In the crowded 2020 Democratic field, candidates are pushing to make their policies heard in town hall appearances and TV spots. They’re discussing healthcare, student loans, voting rights, and more, presenting their policies to a base desperate for a strong candidate that represents their interests.
But while they might be all policy in public appearances, online advertising is focusing on polarizing social issues, according to a new report from Axios.
According to Axios, Tech for Campaigns, a progressive group that helps candidates with digital strategy, showed that divisive social issues like abortion, gun control, climate change, and immigration are being pushed on Facebook and Google. While these issues are certainly political issues. The U.S. has laws governing abortion, for example they’re notoriously some of the most polarizing social issues in our current climate. And that gets clicks.

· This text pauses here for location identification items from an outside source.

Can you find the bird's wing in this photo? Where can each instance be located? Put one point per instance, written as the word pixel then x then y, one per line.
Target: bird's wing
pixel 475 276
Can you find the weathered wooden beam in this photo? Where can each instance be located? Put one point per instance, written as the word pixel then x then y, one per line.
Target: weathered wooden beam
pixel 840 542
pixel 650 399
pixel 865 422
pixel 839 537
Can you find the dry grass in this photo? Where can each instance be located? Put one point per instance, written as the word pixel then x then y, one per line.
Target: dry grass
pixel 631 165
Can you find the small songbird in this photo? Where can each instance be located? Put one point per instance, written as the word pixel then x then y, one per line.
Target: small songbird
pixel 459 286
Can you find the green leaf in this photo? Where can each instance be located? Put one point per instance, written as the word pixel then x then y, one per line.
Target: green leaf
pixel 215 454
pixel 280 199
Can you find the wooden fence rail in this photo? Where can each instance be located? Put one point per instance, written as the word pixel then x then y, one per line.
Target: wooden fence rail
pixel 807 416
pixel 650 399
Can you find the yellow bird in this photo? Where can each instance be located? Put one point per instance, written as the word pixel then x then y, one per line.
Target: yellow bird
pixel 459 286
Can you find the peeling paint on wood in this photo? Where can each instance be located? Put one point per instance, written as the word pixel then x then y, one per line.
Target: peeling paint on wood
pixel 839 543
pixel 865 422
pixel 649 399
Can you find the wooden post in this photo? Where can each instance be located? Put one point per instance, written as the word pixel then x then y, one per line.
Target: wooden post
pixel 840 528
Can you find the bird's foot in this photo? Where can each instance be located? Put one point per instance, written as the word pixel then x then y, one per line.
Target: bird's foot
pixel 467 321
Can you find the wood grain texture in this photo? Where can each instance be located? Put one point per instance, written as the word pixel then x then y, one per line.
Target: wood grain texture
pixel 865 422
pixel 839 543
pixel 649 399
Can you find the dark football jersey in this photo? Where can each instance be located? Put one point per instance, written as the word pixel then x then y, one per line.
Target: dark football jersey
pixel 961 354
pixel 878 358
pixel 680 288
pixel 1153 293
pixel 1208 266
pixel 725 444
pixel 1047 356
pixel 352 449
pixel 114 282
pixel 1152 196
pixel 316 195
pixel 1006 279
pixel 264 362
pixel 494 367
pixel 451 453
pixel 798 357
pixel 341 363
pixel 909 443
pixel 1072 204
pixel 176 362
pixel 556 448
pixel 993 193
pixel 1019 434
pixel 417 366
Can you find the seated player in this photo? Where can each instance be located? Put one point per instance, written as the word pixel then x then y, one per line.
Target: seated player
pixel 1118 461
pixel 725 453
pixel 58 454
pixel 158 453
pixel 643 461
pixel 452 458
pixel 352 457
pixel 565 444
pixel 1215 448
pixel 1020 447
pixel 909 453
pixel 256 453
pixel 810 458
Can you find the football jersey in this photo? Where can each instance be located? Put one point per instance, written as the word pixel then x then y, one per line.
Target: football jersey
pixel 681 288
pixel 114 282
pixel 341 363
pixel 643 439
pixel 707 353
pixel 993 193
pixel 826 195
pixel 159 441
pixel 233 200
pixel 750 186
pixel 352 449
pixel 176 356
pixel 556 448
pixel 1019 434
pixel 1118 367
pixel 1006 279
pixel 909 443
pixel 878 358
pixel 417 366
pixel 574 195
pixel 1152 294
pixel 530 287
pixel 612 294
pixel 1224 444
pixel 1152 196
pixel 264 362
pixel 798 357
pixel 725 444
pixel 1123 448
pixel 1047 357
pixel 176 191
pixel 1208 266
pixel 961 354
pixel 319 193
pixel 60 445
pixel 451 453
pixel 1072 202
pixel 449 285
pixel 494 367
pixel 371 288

“On social media, you’re in an attention war, and you need content that makes people stop scrolling that’s what these emotionally-charged issues do,” Greg Dale, Tech for Campaigns’ director of campaign relations, told Axios.
The advertisements play into the algorithms of social networks, which push tend to emotional, divisive content.
According to Axios, the ads mostly appear on Facebook and Google. Facebook’s political advertisements are available on the Facebook ad library, which shows political advertisements from May 2018 to the present.
An ad by Kamala Harris for the People takes on the gun control debate. The ad itself, according to Facebook’s data, made fewer than 1,000 impressions, and the campaign spent less than $100 on it.
Sen. Kirsten Gillibrand’s (N.Y.) exploratory committee purchased several ads related to protecting abortion rights just before she declared her candidacy.
Beto for America posted multiple ads about immigration after he declared his candidacy in March.
But according to Axios, outside groups are also running these ads, and they’re often on the statewide level, particularly when it comes to abortion, which has come under attack in states like Georgia, and on a national level.